Our findings that show relatively high reported clients satisfaction level should be translated with caution as the results could have been biased by the data collection method, i.e., exit interview. The ‘white coat effect’ introduced by exit interviews could have exaggerated the values of the results since a client is likely to not say anything bad against the facility which he/she gets service from [59]. However, data collectors were instructed to conduct exit interviews outside the facilities’ compound during data collection.

Finally, three to five may not be the right representative number of clients to conclude on clients’ satisfaction at a given facility. However, the experience during data collection showed the number of clients attending at the majority of the facilities i.e. dispensaries was very low to the extent that it would be impossible to get an extra interviewee at some facilities. The findings of this study are presented as “satisfaction on a day of the visit” and should be translated with such a precaution.

Conclusion and recommendations

The status of implementation of client service charter is very low among Tanzanian PHC facilities. Majority facilities had the charter displayed at facilities but not monitored. Furthermore, the proportion of PHC facilities whose clients were satisfied with services provided during a day of visit is very convincing though falls below the recommended value of 80%. Clients were likely to be satisfied if received healthcare services from facilities that display the charter, monitor the implementation of the charter and from the facilities that have mechanisms to obtain clients feedback and handle complaints that arise from service delivery.

Moreover, clients had higher satisfaction if were served from the facilities that are based in urban areas and by highest level PHC facilities included in this study, i.e., hospital-level. According to Tanzanian context; these kind of PHC facilities are likely to offer better services so do higher clients satisfaction. Therefore, more effort in improving quality of services should target health centres and PHC facilities that are based in rural areas.

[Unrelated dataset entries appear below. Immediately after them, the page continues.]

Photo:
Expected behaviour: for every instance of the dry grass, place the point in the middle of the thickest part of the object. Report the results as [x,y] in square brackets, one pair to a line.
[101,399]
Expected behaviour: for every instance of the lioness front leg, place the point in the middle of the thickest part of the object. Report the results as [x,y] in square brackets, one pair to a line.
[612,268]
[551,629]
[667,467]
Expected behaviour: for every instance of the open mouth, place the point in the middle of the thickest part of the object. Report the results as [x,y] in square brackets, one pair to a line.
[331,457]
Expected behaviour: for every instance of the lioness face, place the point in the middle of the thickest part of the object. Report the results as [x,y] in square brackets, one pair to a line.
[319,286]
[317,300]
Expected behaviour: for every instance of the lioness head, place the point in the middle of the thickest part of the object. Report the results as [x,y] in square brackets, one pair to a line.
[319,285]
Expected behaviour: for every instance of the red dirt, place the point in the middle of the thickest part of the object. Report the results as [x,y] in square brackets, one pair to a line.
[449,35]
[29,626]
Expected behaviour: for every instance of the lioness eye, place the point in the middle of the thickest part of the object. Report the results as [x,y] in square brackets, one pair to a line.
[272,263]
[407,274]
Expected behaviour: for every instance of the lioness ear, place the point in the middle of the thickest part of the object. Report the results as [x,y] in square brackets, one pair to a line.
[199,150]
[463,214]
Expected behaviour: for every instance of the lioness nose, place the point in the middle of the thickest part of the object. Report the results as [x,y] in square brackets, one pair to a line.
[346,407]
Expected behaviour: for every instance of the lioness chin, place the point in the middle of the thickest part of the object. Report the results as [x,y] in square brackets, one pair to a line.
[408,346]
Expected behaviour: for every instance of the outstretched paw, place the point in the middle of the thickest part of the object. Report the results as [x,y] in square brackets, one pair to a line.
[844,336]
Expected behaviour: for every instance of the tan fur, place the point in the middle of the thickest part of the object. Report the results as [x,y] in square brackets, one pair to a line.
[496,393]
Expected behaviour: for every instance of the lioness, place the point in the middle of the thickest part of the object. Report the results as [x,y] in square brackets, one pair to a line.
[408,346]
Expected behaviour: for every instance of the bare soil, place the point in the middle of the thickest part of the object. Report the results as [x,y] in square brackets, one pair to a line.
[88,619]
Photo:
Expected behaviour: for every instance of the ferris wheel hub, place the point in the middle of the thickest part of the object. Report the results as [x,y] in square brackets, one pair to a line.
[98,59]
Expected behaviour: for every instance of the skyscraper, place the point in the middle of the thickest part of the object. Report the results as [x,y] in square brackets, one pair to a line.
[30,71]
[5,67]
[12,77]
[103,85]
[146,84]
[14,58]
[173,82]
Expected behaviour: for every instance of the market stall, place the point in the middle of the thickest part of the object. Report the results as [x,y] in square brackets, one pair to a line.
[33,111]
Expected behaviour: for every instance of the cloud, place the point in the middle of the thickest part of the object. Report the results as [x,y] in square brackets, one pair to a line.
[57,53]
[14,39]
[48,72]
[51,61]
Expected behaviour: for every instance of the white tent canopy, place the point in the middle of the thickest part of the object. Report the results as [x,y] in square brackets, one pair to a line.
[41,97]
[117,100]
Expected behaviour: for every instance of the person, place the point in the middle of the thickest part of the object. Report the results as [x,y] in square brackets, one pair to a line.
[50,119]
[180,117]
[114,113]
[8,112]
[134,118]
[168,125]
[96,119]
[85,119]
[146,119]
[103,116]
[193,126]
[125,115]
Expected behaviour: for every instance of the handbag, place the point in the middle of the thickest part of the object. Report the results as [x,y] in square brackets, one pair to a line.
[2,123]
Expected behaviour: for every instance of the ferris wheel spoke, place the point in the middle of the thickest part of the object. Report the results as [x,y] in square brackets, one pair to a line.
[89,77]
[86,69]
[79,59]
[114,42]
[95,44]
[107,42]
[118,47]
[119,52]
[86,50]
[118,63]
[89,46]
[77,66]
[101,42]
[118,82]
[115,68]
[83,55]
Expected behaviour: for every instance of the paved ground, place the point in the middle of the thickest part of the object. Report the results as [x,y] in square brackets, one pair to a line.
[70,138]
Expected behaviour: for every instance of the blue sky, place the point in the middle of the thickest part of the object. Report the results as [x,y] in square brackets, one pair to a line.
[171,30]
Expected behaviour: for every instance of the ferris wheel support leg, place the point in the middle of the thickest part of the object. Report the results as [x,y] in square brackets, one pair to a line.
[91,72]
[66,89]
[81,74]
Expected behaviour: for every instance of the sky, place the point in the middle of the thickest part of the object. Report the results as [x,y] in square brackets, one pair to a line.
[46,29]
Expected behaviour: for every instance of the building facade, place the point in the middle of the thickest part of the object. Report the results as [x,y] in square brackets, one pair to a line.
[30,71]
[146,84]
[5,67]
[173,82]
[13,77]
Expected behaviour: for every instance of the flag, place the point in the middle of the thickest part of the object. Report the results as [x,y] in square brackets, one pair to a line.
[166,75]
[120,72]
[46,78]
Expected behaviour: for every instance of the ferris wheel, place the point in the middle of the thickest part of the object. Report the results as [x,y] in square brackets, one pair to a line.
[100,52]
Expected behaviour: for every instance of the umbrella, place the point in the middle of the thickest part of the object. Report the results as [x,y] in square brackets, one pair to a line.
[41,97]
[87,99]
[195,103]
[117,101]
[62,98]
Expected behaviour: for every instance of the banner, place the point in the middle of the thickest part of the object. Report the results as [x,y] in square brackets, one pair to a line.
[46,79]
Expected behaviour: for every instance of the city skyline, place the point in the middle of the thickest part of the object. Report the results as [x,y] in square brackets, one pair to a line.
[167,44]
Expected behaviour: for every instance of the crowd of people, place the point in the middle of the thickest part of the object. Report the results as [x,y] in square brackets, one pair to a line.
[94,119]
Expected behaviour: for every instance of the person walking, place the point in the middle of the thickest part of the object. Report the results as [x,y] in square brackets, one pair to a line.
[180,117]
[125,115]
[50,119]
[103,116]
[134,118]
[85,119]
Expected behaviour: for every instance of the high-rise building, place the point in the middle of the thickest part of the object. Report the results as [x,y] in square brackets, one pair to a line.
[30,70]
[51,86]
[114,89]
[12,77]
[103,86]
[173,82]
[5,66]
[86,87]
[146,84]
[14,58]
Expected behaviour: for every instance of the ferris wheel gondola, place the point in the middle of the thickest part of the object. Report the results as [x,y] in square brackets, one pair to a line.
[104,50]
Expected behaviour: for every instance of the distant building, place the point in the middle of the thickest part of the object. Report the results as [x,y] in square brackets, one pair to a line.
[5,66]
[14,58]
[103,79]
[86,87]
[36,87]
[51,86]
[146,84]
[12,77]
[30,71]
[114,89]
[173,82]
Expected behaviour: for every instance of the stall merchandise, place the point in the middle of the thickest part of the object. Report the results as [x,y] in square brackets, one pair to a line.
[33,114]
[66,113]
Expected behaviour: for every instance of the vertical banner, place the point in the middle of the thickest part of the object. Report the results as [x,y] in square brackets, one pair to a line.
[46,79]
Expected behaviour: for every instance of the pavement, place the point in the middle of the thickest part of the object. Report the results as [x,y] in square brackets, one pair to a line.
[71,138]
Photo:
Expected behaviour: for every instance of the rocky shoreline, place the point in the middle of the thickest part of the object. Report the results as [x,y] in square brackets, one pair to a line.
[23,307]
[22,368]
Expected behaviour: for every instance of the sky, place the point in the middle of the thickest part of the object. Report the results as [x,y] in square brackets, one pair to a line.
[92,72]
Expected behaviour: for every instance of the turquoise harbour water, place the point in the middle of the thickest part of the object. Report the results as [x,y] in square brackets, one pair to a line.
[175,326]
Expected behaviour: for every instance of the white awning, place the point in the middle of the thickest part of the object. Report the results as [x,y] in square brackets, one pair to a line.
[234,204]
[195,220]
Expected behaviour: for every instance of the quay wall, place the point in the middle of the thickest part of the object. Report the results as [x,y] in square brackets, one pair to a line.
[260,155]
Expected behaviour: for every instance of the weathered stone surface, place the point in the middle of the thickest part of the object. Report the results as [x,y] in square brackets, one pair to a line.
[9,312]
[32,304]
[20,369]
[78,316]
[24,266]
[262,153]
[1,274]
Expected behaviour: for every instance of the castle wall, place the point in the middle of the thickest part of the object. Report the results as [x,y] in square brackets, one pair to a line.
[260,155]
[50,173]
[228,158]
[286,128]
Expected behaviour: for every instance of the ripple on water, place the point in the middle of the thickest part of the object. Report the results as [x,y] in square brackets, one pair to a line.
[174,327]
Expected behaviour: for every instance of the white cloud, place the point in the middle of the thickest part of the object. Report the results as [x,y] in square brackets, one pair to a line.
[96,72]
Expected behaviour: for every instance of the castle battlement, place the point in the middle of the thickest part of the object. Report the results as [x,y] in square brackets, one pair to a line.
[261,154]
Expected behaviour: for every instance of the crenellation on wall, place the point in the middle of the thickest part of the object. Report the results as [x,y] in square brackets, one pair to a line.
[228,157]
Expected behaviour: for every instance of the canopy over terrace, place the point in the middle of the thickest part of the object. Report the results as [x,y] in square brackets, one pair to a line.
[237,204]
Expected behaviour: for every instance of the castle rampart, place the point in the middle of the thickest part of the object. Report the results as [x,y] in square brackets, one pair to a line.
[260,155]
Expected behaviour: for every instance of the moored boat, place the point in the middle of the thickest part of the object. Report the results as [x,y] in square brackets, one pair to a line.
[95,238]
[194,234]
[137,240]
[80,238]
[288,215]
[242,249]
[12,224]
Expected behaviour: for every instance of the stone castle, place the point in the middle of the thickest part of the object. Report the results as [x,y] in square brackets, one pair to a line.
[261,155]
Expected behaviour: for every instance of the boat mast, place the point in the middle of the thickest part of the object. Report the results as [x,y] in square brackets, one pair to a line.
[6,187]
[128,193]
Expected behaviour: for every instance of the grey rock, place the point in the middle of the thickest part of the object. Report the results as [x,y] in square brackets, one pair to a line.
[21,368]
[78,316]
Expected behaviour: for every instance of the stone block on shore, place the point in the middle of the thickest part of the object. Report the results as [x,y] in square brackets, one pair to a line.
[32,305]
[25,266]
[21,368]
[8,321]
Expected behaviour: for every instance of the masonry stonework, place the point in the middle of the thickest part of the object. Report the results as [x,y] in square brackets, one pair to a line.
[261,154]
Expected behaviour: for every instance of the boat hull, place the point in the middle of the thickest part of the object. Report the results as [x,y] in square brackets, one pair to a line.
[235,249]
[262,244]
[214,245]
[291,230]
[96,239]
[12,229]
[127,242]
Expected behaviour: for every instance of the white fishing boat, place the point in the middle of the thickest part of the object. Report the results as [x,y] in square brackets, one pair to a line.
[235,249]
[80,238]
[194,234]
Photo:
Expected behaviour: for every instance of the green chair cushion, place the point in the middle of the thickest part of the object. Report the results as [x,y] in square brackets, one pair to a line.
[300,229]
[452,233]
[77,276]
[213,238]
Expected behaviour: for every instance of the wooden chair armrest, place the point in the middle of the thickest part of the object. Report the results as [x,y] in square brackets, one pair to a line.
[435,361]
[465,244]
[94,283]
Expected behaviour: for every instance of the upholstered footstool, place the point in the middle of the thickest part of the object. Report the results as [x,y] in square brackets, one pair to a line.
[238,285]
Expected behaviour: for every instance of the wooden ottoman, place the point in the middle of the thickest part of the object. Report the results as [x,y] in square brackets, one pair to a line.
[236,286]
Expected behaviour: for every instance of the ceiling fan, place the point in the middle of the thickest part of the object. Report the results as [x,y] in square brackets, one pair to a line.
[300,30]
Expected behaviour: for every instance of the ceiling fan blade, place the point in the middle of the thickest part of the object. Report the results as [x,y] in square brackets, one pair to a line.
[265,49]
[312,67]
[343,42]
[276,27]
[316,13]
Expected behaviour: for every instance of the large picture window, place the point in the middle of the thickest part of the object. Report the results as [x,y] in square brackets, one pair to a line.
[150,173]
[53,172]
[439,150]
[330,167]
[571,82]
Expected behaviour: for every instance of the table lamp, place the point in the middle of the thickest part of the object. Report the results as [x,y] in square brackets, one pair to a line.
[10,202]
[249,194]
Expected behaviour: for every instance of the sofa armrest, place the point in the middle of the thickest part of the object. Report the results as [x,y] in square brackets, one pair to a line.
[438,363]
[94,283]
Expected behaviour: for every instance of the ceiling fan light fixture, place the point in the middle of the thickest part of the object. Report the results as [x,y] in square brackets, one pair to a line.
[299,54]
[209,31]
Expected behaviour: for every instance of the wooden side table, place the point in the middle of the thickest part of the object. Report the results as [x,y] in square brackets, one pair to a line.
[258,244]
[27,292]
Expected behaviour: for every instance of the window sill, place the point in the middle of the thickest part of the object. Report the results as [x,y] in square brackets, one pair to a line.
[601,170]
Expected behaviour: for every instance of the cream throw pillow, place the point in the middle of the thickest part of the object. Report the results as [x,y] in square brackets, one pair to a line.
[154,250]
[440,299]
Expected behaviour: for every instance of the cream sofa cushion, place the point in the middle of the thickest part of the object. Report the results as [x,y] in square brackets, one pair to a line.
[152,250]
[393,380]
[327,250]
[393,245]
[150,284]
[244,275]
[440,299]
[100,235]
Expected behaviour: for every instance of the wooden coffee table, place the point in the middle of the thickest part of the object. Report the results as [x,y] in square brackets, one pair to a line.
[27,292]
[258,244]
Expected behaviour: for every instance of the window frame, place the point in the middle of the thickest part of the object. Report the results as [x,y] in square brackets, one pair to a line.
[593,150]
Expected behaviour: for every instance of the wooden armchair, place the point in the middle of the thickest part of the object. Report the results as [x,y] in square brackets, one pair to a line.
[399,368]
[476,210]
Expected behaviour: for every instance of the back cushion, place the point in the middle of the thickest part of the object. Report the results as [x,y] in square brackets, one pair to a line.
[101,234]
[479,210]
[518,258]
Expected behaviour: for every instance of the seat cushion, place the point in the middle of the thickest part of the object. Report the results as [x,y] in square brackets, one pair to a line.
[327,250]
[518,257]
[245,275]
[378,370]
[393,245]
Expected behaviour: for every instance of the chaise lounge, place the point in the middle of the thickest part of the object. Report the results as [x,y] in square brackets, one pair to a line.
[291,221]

The implementation of the client service charter among facilities is low compared to how clients are satisfied. We assume there is a huge improvement in the clients experience towards healthcare delivery since inception of the SRA initiatives.

The client service charter is an approved tool for managing performance and quality of service delivery in Tanzania [32]. Poor performance in client service indicates that PHC facilities were providing services below the expected level of patient-centeredness and focus and therefore more efforts is needed to improve the situation.

Recommendations

In order to improve the implementation of client service charters in primary health facilities in Tanzania, the orientation of health workers on client’s service charter and strengthening complaints management system needs to be taken into account [42]. It is also important for the Ministry to embed implementation research in implementation of the SRAs in PHC facilities in order to learn along the process and hence develop a learning health system in Tanzania [60].

Acknowledgments

The authors are passing their sincere gratitude to the Ministry of Health, Community Development, Gender, Elderly and Children (MoHCDGEC) especially, the Health Quality Assurance Unit for granting us permission to use the SRA data.

Apart from government institutions, the authors extend appreciation to development partners such as World Bank, The United States—Centres for Disease Control and Prevention (CDC), Danish International Development Agency (DANIDA), and The World Health Organization whom together made SRA possible. Others were the communities of the facilities visited, PharmAccess International, Association of Private Health Facilities in Tanzania (APHTA), Christian Social Services Commission (CSSC), and Development Partners in Health-Group (DPG-H).